Economic growth and the sustainable development of ecosystems must be balanced. Scholars have found the trade-offs between economic development and its effects on the environment for a long time.
The theory of the EKC indicates that the relationship between economic growth and its environmental impacts is not linear, but instead an inverted U-shaped curve. The intention is to create negative ecological consequences, which eventually begin to escalate as the economy increases before they hit a tipping point where environmental degradation stabilizes and declines as economic growth persists.
This theory is based on an original Kuznets principle concerning the relationship between economic growth and unequal income. However, substantial progress has since been made in the testing of this theory, particularly in the field of environmental sciences.
A variety of statistical theories indicate that the falling side of the economy should be less influenced as revenue increases. First, environmental quality, not a luxury good, must be referred to as a common good. It means the income elasticity of demand for environmental quality is higher than zero, perhaps only higher than one, or with growing environmental concern, maybe even higher.
Moreover, developed countries can better meet higher environmental protection demands through their operational potential for the climate. It is questioned, though, that the wealthy care more for the environment than the poor and the data is far from definitive. Second, economic growth is likely to increase the likelihood that more new and less pollution-intensive human capital and infrastructure will be adopted. Although per unit of production emissions may decline, total emission rates may very well increase as economic growth increases. The effect of technological change on pollution is therefore fundamentally ambiguous.
Thirdly, as economic development progresses and the income increases, as services increase, the share of the industry will decrease, thus less polluting sectors may benefit from sectoral changes. However, systemic shifts in the economy would most definitely harm the climate, beginning with low-income rates.
The effect of economic development on environments has been extensively examined using different variables and methods, including mathematical models. Results demonstrated that the economic system would bring a strain on the ecological system(s), thus undermining its sustainability.
Traditionally, economic development is synonymous with environmental destruction. However, new approaches have emerged with the introduction of the concept of sustainable development. Economic growth may also be linked to the preservation of the environment. Sustainable development can be seen as a strategy aimed at pacification the interaction between the environment and economic growth.

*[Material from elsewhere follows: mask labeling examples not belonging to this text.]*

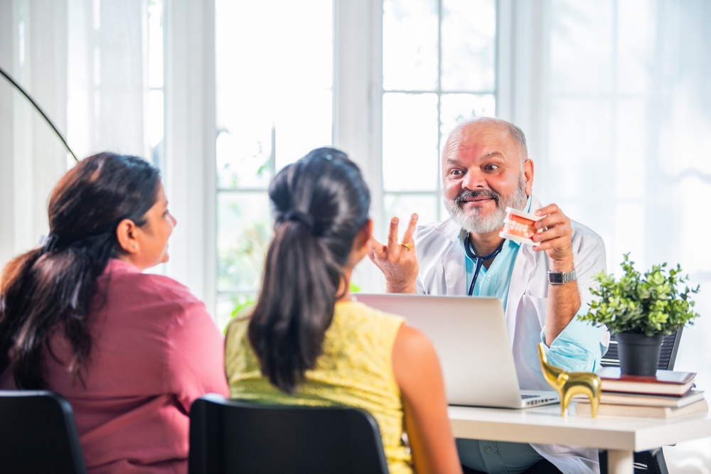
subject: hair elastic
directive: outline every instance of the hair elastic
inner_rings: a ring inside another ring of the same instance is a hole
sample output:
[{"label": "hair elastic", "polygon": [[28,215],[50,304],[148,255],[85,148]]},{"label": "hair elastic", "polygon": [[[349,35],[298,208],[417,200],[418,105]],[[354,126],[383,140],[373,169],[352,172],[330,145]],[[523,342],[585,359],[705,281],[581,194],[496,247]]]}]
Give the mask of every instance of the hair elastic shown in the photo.
[{"label": "hair elastic", "polygon": [[46,254],[54,251],[57,248],[58,243],[59,243],[59,235],[55,232],[50,232],[43,242],[42,252]]},{"label": "hair elastic", "polygon": [[284,222],[287,220],[298,221],[305,225],[309,232],[314,232],[314,219],[306,212],[302,212],[300,210],[290,210],[284,215]]}]

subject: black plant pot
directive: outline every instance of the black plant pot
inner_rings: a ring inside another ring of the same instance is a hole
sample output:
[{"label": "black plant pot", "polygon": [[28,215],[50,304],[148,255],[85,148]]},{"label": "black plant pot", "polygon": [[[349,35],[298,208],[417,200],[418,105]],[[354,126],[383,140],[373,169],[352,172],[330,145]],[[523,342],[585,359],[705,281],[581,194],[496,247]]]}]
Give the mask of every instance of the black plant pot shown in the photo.
[{"label": "black plant pot", "polygon": [[657,373],[659,351],[664,335],[618,333],[617,351],[620,357],[620,371],[626,375],[647,375]]}]

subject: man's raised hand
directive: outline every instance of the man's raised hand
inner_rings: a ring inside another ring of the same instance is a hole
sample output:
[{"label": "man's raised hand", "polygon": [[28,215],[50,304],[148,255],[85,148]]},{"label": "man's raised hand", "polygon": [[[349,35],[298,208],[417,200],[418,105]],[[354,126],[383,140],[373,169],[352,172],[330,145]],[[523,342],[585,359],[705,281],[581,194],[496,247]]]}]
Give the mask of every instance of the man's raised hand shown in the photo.
[{"label": "man's raised hand", "polygon": [[399,222],[397,217],[390,220],[387,245],[370,237],[368,242],[370,249],[368,256],[385,276],[388,293],[415,293],[419,265],[417,264],[412,234],[417,224],[417,215],[413,214],[410,217],[401,242],[397,241]]},{"label": "man's raised hand", "polygon": [[[570,219],[555,204],[541,208],[536,210],[535,214],[545,217],[535,223],[535,227],[539,232],[533,235],[533,240],[540,242],[540,244],[534,247],[533,249],[545,251],[548,258],[553,262],[572,266],[572,229],[570,227]],[[542,229],[544,230],[540,231]]]}]

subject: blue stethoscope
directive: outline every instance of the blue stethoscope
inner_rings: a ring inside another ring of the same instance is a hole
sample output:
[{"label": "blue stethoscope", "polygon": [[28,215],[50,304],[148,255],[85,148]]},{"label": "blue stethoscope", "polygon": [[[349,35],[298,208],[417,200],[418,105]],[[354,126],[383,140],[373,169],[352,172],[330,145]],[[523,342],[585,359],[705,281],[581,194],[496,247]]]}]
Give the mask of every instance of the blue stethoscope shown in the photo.
[{"label": "blue stethoscope", "polygon": [[501,253],[501,249],[503,248],[504,242],[506,241],[504,240],[502,242],[501,244],[498,246],[498,248],[488,255],[479,257],[475,254],[474,251],[471,249],[471,239],[469,238],[469,236],[467,235],[466,238],[464,239],[464,252],[466,252],[466,256],[476,262],[474,266],[474,275],[471,277],[471,283],[469,284],[469,291],[466,293],[467,296],[471,296],[474,293],[474,284],[476,283],[476,276],[479,274],[479,270],[481,269],[481,266],[485,262],[491,260]]}]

Financial operations typically generate goods and services utilizing fossil fuels and other natural resources; there is a strong link between GDP development and CO2 emissions. Typical of economically developed countries, urbanization leads to a significant increase in the levels of municipal pollution, since both modes of transport, as well as resource consumption (such as water and energy), affect the environment.

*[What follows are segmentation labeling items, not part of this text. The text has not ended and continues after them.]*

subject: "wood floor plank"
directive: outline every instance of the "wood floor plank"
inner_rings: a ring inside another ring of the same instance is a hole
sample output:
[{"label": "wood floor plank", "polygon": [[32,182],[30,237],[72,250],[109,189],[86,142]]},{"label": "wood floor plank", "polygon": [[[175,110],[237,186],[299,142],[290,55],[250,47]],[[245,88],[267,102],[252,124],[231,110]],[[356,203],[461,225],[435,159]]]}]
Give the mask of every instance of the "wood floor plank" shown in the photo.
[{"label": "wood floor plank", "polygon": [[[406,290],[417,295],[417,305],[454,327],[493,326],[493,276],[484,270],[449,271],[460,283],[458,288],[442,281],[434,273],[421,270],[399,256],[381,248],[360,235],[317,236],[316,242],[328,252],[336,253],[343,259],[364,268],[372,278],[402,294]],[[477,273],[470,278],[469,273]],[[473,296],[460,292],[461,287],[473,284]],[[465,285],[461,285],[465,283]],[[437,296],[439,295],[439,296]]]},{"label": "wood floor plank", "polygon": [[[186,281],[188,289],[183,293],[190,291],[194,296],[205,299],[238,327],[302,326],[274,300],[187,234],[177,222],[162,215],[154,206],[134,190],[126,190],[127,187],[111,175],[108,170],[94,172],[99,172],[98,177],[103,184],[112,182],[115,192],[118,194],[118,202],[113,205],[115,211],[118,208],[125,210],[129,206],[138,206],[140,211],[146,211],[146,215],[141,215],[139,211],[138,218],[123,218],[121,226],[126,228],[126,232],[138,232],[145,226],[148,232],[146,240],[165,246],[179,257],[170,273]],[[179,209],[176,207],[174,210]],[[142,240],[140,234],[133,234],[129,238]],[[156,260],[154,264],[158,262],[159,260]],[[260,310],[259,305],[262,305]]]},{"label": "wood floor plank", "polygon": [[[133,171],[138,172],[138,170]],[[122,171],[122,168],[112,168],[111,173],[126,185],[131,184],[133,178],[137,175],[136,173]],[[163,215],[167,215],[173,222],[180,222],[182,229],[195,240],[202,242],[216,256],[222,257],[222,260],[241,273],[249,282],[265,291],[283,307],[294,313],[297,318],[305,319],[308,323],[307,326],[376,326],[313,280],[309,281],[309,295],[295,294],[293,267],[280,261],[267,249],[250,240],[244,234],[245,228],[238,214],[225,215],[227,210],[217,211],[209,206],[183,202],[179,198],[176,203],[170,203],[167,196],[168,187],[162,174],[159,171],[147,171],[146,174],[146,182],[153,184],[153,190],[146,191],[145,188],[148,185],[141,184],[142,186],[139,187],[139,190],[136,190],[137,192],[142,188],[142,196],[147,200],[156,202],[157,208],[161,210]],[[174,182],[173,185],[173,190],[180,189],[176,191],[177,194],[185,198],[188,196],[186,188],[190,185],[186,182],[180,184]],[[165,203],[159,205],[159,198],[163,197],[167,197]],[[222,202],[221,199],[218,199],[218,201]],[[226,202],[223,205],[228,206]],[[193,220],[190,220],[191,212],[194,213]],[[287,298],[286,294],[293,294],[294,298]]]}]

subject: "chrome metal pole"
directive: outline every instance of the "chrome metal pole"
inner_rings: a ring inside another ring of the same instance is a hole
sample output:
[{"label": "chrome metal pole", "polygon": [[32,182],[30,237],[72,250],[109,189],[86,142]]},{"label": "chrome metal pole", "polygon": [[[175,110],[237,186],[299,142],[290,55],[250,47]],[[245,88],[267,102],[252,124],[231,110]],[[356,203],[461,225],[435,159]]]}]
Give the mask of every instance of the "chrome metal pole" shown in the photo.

Businesses are utilizing cleaner methods, and policymakers are committing more money to the enforcement of environmental policies. The primary industry controls the initial phases of economic development, causing high levels of waste and resource consumption. As the economy is rising, infrastructure, facilities, and knowledge quality are changing, while raising environmental degradation by increasing the use of capital.

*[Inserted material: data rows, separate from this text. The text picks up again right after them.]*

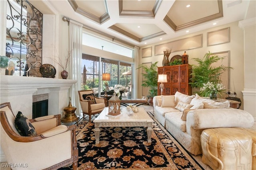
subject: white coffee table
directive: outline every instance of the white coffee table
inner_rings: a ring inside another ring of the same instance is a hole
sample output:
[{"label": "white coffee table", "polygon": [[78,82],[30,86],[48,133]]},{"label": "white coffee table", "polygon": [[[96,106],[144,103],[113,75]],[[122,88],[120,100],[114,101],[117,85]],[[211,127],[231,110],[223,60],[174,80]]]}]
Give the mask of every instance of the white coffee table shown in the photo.
[{"label": "white coffee table", "polygon": [[129,116],[126,108],[121,108],[121,114],[115,116],[109,116],[108,107],[105,109],[94,121],[96,143],[100,143],[100,127],[146,127],[148,142],[151,143],[152,123],[154,121],[143,107],[138,107],[138,112]]}]

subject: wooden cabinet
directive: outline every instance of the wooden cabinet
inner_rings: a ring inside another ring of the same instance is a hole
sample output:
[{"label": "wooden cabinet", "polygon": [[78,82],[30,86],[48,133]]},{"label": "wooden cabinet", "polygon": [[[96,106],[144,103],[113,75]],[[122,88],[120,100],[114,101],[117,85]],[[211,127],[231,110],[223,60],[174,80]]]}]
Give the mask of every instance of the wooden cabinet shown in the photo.
[{"label": "wooden cabinet", "polygon": [[[167,75],[167,82],[163,83],[163,95],[174,95],[177,91],[183,94],[191,95],[191,87],[188,84],[191,66],[186,64],[158,68],[158,74]],[[158,95],[161,95],[160,83],[158,83]]]}]

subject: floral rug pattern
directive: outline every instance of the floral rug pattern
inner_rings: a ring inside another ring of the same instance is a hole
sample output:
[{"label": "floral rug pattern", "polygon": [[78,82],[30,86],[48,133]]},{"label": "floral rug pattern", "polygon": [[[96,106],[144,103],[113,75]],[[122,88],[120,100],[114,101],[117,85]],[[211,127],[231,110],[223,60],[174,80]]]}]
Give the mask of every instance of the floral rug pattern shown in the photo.
[{"label": "floral rug pattern", "polygon": [[[147,142],[144,127],[112,127],[101,128],[100,143],[96,144],[93,121],[92,123],[88,120],[82,121],[76,129],[78,170],[202,169],[149,114],[155,121],[151,143]],[[72,167],[59,170],[70,170]]]}]

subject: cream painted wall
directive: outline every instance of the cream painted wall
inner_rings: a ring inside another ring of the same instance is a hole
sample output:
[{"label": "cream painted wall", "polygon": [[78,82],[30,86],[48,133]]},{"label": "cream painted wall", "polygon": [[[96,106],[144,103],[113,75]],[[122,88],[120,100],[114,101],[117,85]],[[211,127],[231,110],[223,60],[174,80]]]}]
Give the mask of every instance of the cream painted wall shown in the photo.
[{"label": "cream painted wall", "polygon": [[[207,32],[217,30],[228,27],[230,28],[230,42],[223,44],[207,46]],[[165,43],[172,41],[182,38],[191,37],[200,34],[203,34],[203,46],[202,47],[194,49],[186,50],[186,51],[189,55],[188,63],[190,64],[196,64],[195,63],[192,59],[193,58],[202,58],[204,54],[208,51],[212,53],[220,52],[224,51],[230,51],[230,66],[234,68],[230,70],[230,87],[231,91],[235,92],[237,94],[237,97],[240,98],[242,100],[242,106],[241,108],[243,109],[243,96],[242,91],[244,87],[244,35],[242,29],[238,26],[238,22],[234,22],[224,25],[213,27],[211,29],[206,29],[202,31],[195,33],[188,34],[184,36],[180,37],[168,39],[157,43],[148,45],[142,47],[140,50],[140,55],[141,63],[152,62],[154,63],[158,61],[158,66],[162,66],[162,62],[163,57],[163,55],[154,56],[154,46]],[[152,46],[152,57],[142,58],[142,49]],[[182,55],[184,51],[172,53],[169,58],[171,58],[174,55]],[[194,89],[192,90],[194,93]]]}]

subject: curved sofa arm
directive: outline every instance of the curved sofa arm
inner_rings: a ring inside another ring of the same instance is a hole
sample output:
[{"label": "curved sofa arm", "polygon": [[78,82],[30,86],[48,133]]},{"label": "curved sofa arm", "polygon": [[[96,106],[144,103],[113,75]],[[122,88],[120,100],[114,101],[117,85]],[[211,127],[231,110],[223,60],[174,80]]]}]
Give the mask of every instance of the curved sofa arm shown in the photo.
[{"label": "curved sofa arm", "polygon": [[191,110],[187,115],[186,130],[218,127],[251,127],[254,120],[248,112],[240,109],[202,109]]},{"label": "curved sofa arm", "polygon": [[156,99],[161,98],[161,96],[156,96],[153,98],[153,107],[154,108],[155,108],[155,107],[157,106],[157,101],[156,101]]}]

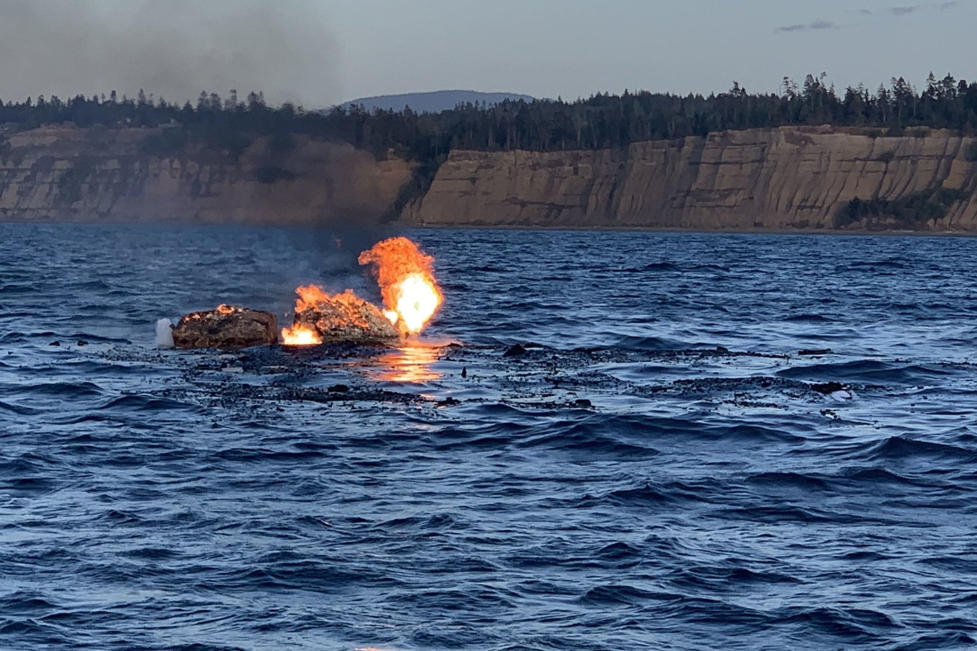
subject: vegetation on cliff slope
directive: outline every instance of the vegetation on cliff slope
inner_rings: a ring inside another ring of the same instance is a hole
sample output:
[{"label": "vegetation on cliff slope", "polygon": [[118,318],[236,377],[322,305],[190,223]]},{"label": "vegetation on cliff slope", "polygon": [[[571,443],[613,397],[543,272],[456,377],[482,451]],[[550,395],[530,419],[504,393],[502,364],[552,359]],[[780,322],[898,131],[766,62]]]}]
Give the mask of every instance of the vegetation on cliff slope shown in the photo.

Technology influences the turning point at which environmental degradation begins to decrease, as it can significantly enhance energy efficiency and renewable energy utilization. Energetic environmental efficiency can, therefore, be deemed to have the general characteristics of a luxury product in this regard.
There are many ideas to examine the connection between economic development and its effects on the climate. Income and GDP growth rates were the most frequently used variables for measuring economic growth. As far as the variables used to measure environmental damage are concerned, there is a broad diversity, and predominantly one single variable, although some approaches use index.
The lack of consensus in the conclusions of the EKC hypothesis may be based on the methodology or variables used to build the models. The explanation of EKC may be sensitive to the specificities of countries, and time series may affect the relationship. It may be due to the quality of the data sets used and the selection of individuals.
All effects on different environmental dimensions cannot be captured by using one variable alone. Some authors, therefore, use composite indicators to measure environmental impacts so that broader aspects of the ecosystems can be addressed. However, studies evaluating the EKC hypothesis using a composite index to quantify around-mental deterioration (or performance) are still difficult to detect.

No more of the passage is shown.